Dungy played in 20 games and caught seven passes for Oregon from 2011-13 before transferring to South Florida for Taggart’s second season on the job.

“He’s a cool dude,” Dungy said. “I remember our first practice in training camp and he was out throwing passes in one-on-one drills. He was still trying to get it right when I was out there. It wasn’t quite where USF is now winning 10 games and scoring a lot of points, but they were getting on the cusp of that and you could see it coming together.”

USF went 4-8 during Dungy’s season, and then he watched as Taggart adjusted his offense, finishing 8-5 in 2015 and 10-2 this season.

“During my year there we were still running a lot more of coach Jim Harbaugh’s offense, more pro-style,” Dungy said, noting that Taggart spent three seasons as an assistant to Harbaugh at Stanford. “Then we had players coming in that were more spread-type players. I wasn’t in the program the last two years, but I saw from a distance it resembled Oregon more. He adapted his game and changed the offense the last couple years.”

Dungy said he is interested to see how Taggart adapts to Oregon.

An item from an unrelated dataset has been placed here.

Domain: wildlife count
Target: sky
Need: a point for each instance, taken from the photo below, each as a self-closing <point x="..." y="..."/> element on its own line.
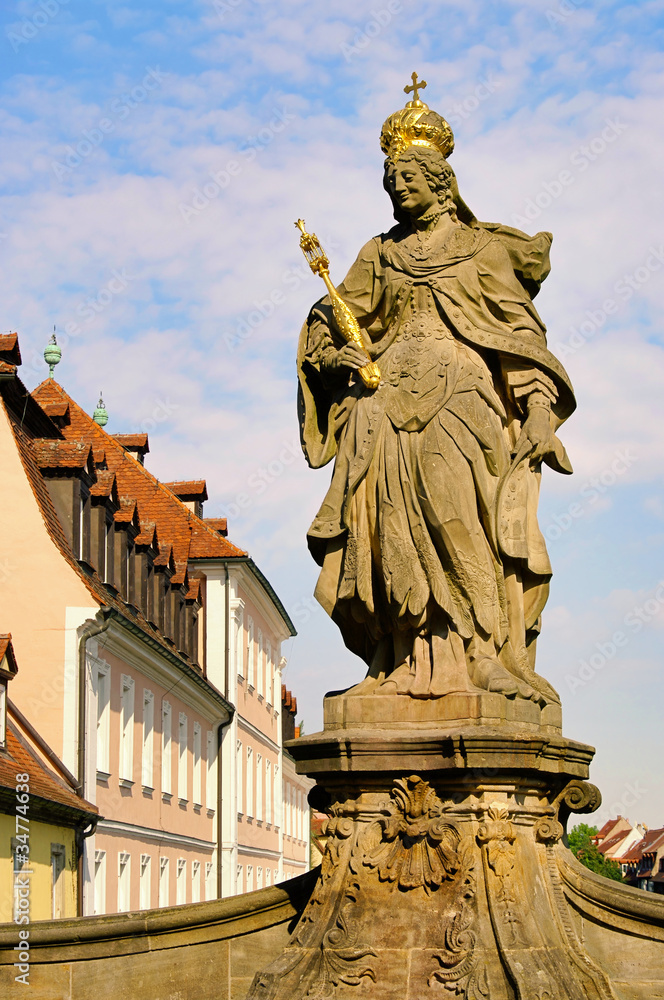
<point x="154" y="158"/>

“He’s got a lot of great facilities at his disposal that when he recruited at other schools, he didn’t have,” said Dungy, who is working in real estate in Florida.

“He got great athletes to USF and Western Kentucky. I’m curious to see, they talk about the Oregon way, how that will go. If he’ll implement some of the sports science and recovery methods they use and how that will merge. I’m sure he will have his own spin on a few things, so it will be interesting to see what he changes.”